GREEN BAY, Wis. (WBAY) - A Green Bay woman who started a movement bringing awareness to mental illness has passed away.
Amy Bleuel was 31.
She died March 24th by suicide.
But Thursday mental health leaders in northeastern Wisconsin remembered the legacy she left through Project Semicolon.
Project Semicolon is a movement to help people battling depression and self-harm.
Bleuel used her struggle with mental illness and the struggles of those around her to start the awareness project in 2013.
The founder of the Center for Suicide Awareness Barb Bigalke calls it a movement.
"The movement that Amy started was incredible; because everybody struggles,” Bigalke said. “So she took that you know what everybody struggles and what if we had an actual symbol behind that."
That symbol became a semicolon used when a writer chooses to continue a sentence rather than end it.
We spoke to Bleuel back in April of 2015 as her movement took shape.
That symbol ended up tattooed on those who struggle mental illness across the world as they chose to stay strong.
A leader from the Brown County Coalition for Suicide Prevention who worked with Bleuel says her legacy will continue to stay strong, too.
"And that's the beauty of a semi-colon that's it's sentence that continues on,” Strommen said. “I know from her aspect that if she were here living today she would say the same thing stay strong and love endlessly."
Both Bigalke and Strommen say Bleuel's ability to break through mental health stigmas will continue as a model for the future.
"For her to actually be willing to talk about her struggles, her battles, to share her story literally around the world, is an incredible thing," said Strommen.
An obituary says Amy leaves behind a husband, David.
Family and friends are invited to a service at Pfotenhauer Funeral Home on Saturday, April 1.
People have been leaving messages of support on the Project Semicolon Facebook page:
Statement from the American Foundation for Suicide Prevention:
"We recently learned of the death of Amy Bleuel, the founder of Project Semicolon. Ms. Bleuel was a dedicated mental health advocate who devoted herself to raising awareness of mental health and the importance of reaching out when you need help. The American Foundation for Suicide Prevention offers our condolences to Amy Bleuel’s family, her friends, and everyone touched by Amy’s honest spirit. Based on reports, we understand that Ms. Bleuel died by suicide.
"With her prolific semi-colon campaign, she brought real awareness to an issue that is often misunderstood and can be complex in nature. Amy’s life was a testament that one person truly can make a difference. She had a powerful voice that gave others the confidence to speak openly about mental health.

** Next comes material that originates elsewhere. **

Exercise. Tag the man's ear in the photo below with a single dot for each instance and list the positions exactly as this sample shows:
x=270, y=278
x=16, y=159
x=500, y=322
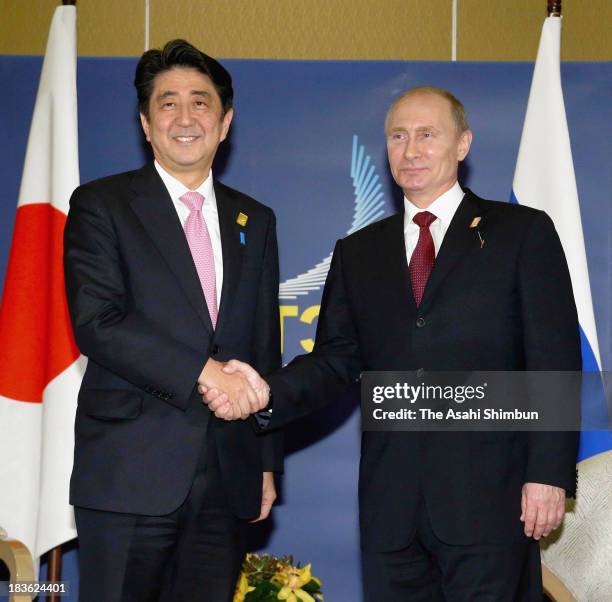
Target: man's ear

"It is important to note that there is no single cause of suicide. Suicide most often occurs when several stressors and health issues converge to create an experience of hopelessness and despair. However, most people who actively manage their mental health conditions lead fulfilling lives. We must do more to prevent such tragic deaths through greater awareness of mental health issues, common warning signs, effective interventions and treatments. Suicide is preventable, and we all have a role to play to end the tragedy of suicide. Suicide is the tenth leading cause of death in the U.S."